Location I am considering in Seattle suburbs Reach: Lynwood, Bothell, Mill Creek, Everett Strech: Eastside - Bellevue, Kirkland, Redmond, Sammamish House type: Single family home 3B+/2B+ Purchase horizon: Late 2023 - Early 2024 Details about myself: I am a single male in early 30s. On H1B. No partner for now, but ideally would want to settle down in next 2 years and depending on partner have a kid in next 4-5 years Total Compensation: ~198k Base: 162k Annual Bonus: 16k (10% assumption) Stocks: 20k (includes joining stocks/4 + refresher stocks) Financials: Net worth: ~260k 401k: 60k Investments (Individual Stocks/ETF + ESPP): ~70k (as of date) Checking Accounts: 30k Savings account (HYSA - for part of down payment) ~78k Emergency Fund- 20k No student debt, no car payment, no credit card debt (all credit cards paid fully every month) Expenses (for now): 3k/month For house downpayment (of 20%) would ideally rely on Savings+Checkings+ Majority of stock investments Any advice would be appreciated. Thank you! #mortgage #housing #seattle #tech
What is your level at MS?
$600k would be my limit.
For the debt or for value of the house?
You're not getting anything on the Eastside with those bedroom reqs. 500-600k max, maybe an apartment or townhouse. Interest rates will eat you alive along with HOA fees.
I agree with you. Hence it is under the stretch category wherein i would either have to budge on the type of property or have a really high monthly mortgage. None are ideal in the current scenario.
I would never buy a house if I’m on a non immigrant visa in any country.
That’s almost too far out with interest rates and house inventory changing around to have a real idea of what u can afford
Why guess? Why not to ask a banker/ loan rep? Consider about 1 mil for a decent house for your reach and 1.5-2 for the stretch area
Banks will always try to loan you more money than you can comfortably handle. Pretend you do not have RSUs and borrow way less than what you are pre-approved for.
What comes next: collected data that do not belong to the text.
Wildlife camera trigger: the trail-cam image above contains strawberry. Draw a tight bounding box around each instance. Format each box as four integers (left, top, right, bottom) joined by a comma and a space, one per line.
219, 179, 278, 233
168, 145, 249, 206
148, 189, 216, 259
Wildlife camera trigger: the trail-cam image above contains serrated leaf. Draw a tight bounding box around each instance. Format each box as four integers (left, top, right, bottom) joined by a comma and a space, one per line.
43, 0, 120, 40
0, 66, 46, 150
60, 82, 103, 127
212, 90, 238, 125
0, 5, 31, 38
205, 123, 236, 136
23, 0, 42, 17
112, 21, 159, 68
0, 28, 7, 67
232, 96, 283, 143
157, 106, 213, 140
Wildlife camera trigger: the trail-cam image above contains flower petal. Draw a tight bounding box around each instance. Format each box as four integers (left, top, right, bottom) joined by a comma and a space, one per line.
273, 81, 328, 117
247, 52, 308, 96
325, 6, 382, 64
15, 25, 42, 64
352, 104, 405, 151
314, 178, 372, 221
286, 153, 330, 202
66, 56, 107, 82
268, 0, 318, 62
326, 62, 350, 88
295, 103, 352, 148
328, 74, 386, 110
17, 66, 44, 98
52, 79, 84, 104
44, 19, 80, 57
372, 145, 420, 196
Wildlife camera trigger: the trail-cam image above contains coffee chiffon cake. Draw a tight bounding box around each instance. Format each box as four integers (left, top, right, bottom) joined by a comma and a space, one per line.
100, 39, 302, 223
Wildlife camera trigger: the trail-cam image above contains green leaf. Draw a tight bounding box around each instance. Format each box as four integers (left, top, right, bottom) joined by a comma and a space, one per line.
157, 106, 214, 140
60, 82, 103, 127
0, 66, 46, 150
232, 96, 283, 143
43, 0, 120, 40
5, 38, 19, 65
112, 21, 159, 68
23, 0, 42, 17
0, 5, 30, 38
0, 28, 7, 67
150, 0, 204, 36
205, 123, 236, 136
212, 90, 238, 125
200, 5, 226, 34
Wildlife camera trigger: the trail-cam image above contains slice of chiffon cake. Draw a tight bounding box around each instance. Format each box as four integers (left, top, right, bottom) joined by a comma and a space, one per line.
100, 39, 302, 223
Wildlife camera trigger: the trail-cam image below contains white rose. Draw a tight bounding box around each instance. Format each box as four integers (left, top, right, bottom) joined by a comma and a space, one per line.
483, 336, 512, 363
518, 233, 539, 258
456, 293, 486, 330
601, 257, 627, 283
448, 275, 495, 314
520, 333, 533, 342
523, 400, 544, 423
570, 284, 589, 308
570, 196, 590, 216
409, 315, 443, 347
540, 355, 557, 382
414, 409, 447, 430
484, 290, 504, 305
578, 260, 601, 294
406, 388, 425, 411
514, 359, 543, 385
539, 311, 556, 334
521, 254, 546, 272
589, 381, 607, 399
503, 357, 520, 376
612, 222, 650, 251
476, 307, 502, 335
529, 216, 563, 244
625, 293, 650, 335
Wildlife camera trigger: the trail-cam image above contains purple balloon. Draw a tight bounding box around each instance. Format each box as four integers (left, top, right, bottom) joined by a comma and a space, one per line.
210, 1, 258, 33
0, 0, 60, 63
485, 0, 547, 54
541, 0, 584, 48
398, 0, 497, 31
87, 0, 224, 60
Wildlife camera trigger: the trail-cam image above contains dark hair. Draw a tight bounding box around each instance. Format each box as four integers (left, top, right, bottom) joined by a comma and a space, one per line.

Banks would always push you to borrow more. My idea for this post is to learn from people's experience to not run into a situation of being house poor. I am already pre-approved and think they might just be pushing that.
400k, however I recommend renting. Buying assumes you’ll be there for 5+ years and given you’re an unmarried H1B it seems like an unwise investment. You’ll do better living cheap and taking income that would have been put into a mortgage into equities/bonds
Get the fuck out of Seattle and move to Bay Area first
It depends on your tolerance, but PITI + HOA should not exceed 25-33% of your pre-tax *cash* HH TC.